Seja
aquela uma noite solitária, e não digna de louvor.
(Jó
, III, 7)
Nem
luz, nem luar. O céu e as ruas permaneciam escuros, prejudicando, de
certo modo, os meus desígnios. Sólida, porém, era a minha
paciência e eu nada fazia senão vigiar os passos de Cris. Todas as
noites, após o jantar, esperava-o encostado ao muro da sua
residência, despreocupado em esconder-me ou tomar qualquer precaução
para fugir aos seus olhos, pois nunca se inquietava com o que poderia
estar se passando em torno dele. A profunda escuridão que nos
cercava e a rapidez com que, ao sair de casa, ganhava o passeio
jamais me permitiram ver-lhe a fisionomia. Resoluto, avançava pela
calçada, como se tivesse um lugar certo para ir. Pouco a pouco, os
seus movimentos tornavam-se lentos e indecisos, desmentindo- -lhe a
determinação anterior. Acompanhava-o com dificuldade. Sombras
maliciosas e traiçoeiras vinham a meu encontro, forçando-me a
enervantes recuos. O invisível andava pelas minhas mãos, enquanto
Cris, sereno e desembaraçado, locomovia-se facilmente. Não parasse
ele repetidas vezes, impossível seria a minha tarefa. Quando
vislumbrava seu vulto, depois de tê-lo perdido por momentos,
encontrava-o agachado, enchendo os bolsos internos com coisas
impossíveis de serem distinguidas de longe.
Bem
monótono era segui-lo sempre pelos mesmos caminhos. Principalmente
por não o ver entrar em algum edifício, conversar com amigos ou
mulheres. Nem ao menos cumprimentava um conhecido.
Na
volta, de madrugada, Cris ia retirando de dentro do paletó os
objetos que colhera na ida e, um a um, jogava-os fora. Tinha a
impressão de que os examinava com ternura antes de livrar-se deles.
*
* *
Alguns
meses decorridos, os seus passeios obedeciam ainda a uma regularidade
constante. Sim, invariável era o trajeto seguido por Cris, não
obstante a aparente falta de rumo com que caminhava. Partindo da sua
casa, descia dez quarteirões em frente, virando na segunda avenida
do percurso. Dali andava pequeno trecho, enveredando imediatamente
por uma rua tortuosa e estreita. Quinze minutos depois atingia a zona
suburbana da cidade, onde os prédios eram raros e sujos. Somente
estacava ao deparar uma casa de armarinho, em cuja vitrina, forrada
de papel crepom, se encontrava permanentemente exposta uma pobre
boneca.

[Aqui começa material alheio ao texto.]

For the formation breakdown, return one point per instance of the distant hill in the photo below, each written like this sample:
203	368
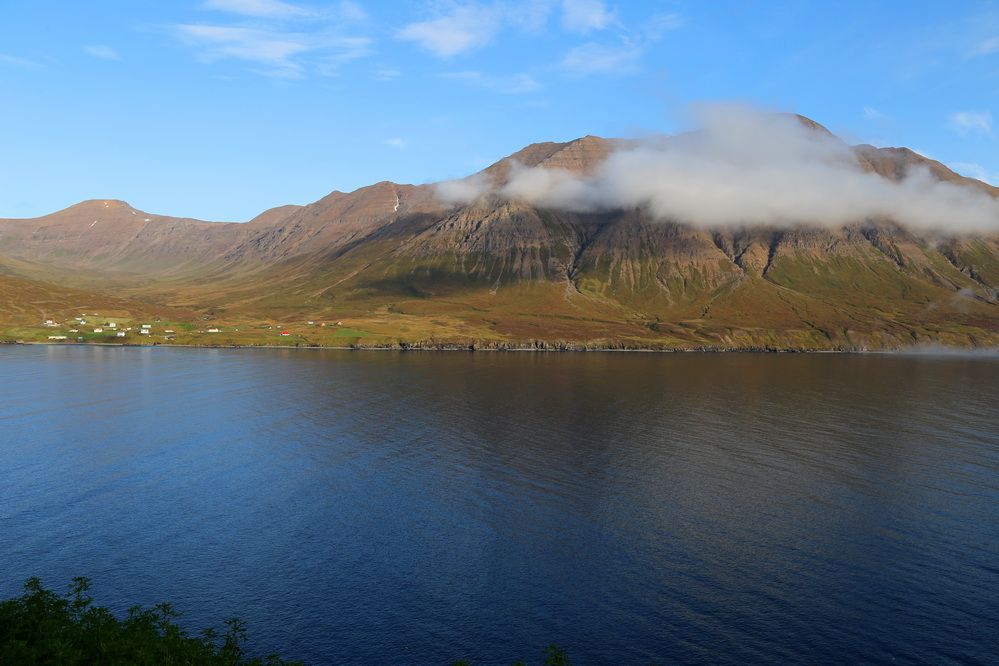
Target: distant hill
413	268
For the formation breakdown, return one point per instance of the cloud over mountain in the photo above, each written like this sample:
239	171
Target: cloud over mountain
745	167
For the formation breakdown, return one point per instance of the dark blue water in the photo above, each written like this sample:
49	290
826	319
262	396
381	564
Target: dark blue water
419	508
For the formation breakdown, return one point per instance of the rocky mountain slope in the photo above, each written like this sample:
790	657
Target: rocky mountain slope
502	271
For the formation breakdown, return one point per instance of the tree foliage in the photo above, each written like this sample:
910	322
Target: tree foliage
42	626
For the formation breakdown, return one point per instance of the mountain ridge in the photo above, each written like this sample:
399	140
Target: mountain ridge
494	271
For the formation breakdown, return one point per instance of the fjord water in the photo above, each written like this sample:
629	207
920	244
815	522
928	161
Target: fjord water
377	507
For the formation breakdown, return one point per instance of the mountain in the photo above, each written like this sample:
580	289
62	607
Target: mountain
396	264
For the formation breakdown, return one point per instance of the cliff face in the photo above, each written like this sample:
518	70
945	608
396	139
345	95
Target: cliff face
615	274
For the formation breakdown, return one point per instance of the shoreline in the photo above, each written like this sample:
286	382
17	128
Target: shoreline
925	349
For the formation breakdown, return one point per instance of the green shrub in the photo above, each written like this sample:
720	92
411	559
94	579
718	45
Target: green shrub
43	627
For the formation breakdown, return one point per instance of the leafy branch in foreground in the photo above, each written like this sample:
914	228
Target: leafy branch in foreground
42	626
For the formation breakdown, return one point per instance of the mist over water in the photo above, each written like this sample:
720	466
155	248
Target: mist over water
422	507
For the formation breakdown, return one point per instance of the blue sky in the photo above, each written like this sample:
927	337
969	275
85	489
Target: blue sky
219	109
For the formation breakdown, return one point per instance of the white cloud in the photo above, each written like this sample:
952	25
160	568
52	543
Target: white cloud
976	171
18	62
623	57
277	51
512	84
987	47
387	74
593	58
464	28
102	51
745	168
660	24
873	114
583	16
260	8
971	122
351	11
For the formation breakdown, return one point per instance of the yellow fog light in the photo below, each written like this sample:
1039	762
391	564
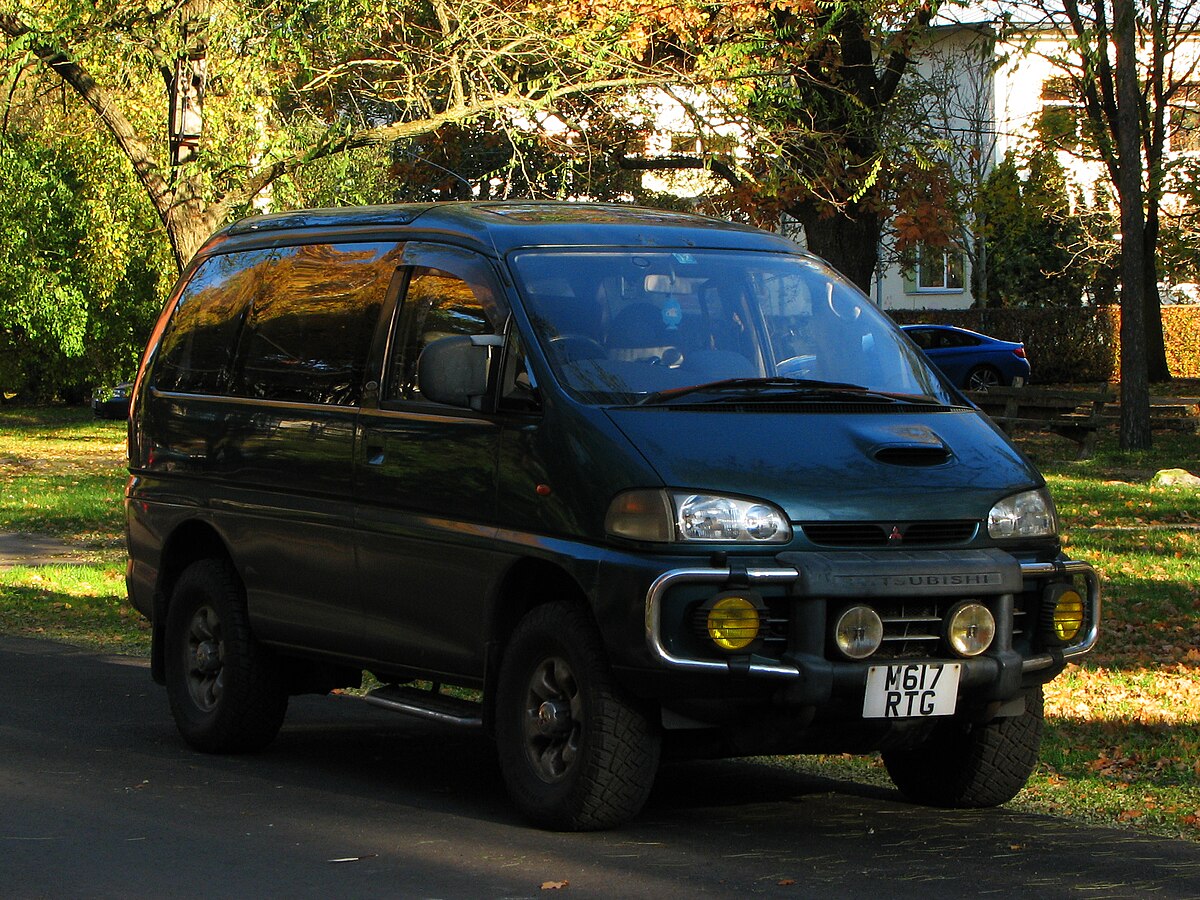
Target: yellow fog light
858	631
970	629
733	622
1067	618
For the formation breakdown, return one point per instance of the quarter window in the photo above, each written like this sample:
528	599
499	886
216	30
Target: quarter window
437	305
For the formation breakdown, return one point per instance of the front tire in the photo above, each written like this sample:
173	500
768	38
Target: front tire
226	690
971	766
575	754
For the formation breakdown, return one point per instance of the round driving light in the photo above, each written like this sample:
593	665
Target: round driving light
970	628
858	631
733	623
1068	616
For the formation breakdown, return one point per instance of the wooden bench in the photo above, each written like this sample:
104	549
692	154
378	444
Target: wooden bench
1168	414
1075	415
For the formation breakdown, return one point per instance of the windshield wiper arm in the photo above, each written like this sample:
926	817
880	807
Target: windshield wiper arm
773	387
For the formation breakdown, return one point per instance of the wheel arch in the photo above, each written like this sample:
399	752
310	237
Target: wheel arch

Tinha os olhos azuis, um sorriso de massa.
Uma
noite — já me acostumara ao negro da noite — constatei,
ligeiramente surpreendido, que os seus passos não nos conduziriam
pelo itinerário da véspera. (Havia algo que ainda não amadurecera
o suficiente para sofrer tão súbita ruptura.)
Nesse
dia, o andar firme, seguiu em linha reta, evitando as ruas
transversais, pelas quais passava sem se deter. Atravessou o centro
urbano, deixou para trás a avenida em que se localizava o comércio
atacadista. Apenas se demorou uma vez — assim mesmo momentaneamente
— defronte a um cinema, no qual meninos de outros tempos assistiam
a filmes em série. Fez menção de comprar entrada, o que deveras me
alarmou. Contudo, sua indecisão foi breve e prosseguiu a caminhada.
Enfiou-se pela rua do meretrício, parando a espaços, diante dos
portões, espiando pelas janelas, quase todas muito próximas do
solo.
Em
frente a uma casa baixa, a única da cidade que aparecia iluminada,
estacionou hesitante. Tive a intuição de que aquele seria o
instante preciso, pois se Cris retrocedesse, não lograria outra
oportunidade. Corri para seu lado e, sacando do punhal, mergulhei-o
nas suas costas. Sem um gemido e o mais leve estertor, caiu no chão.
Do seu corpo magro saiu a lua. Uma meretriz que passava, talvez
movida por impensado gesto, agarrou-a nas mãos, enquanto uma garoa
de prata cobria as roupas do morto. A mulher, vendo o que sustinha
entre os dedos, se desfez num pranto convulsivo. Abandonando a lua,
que foi varando o espaço, ela escondeu a face no meu ombro.
Afastei-a de mim, e, abaixando-me, contemplei o rosto de Cris. Um
rosto infantil, os olhos azuis. O sorriso de massa.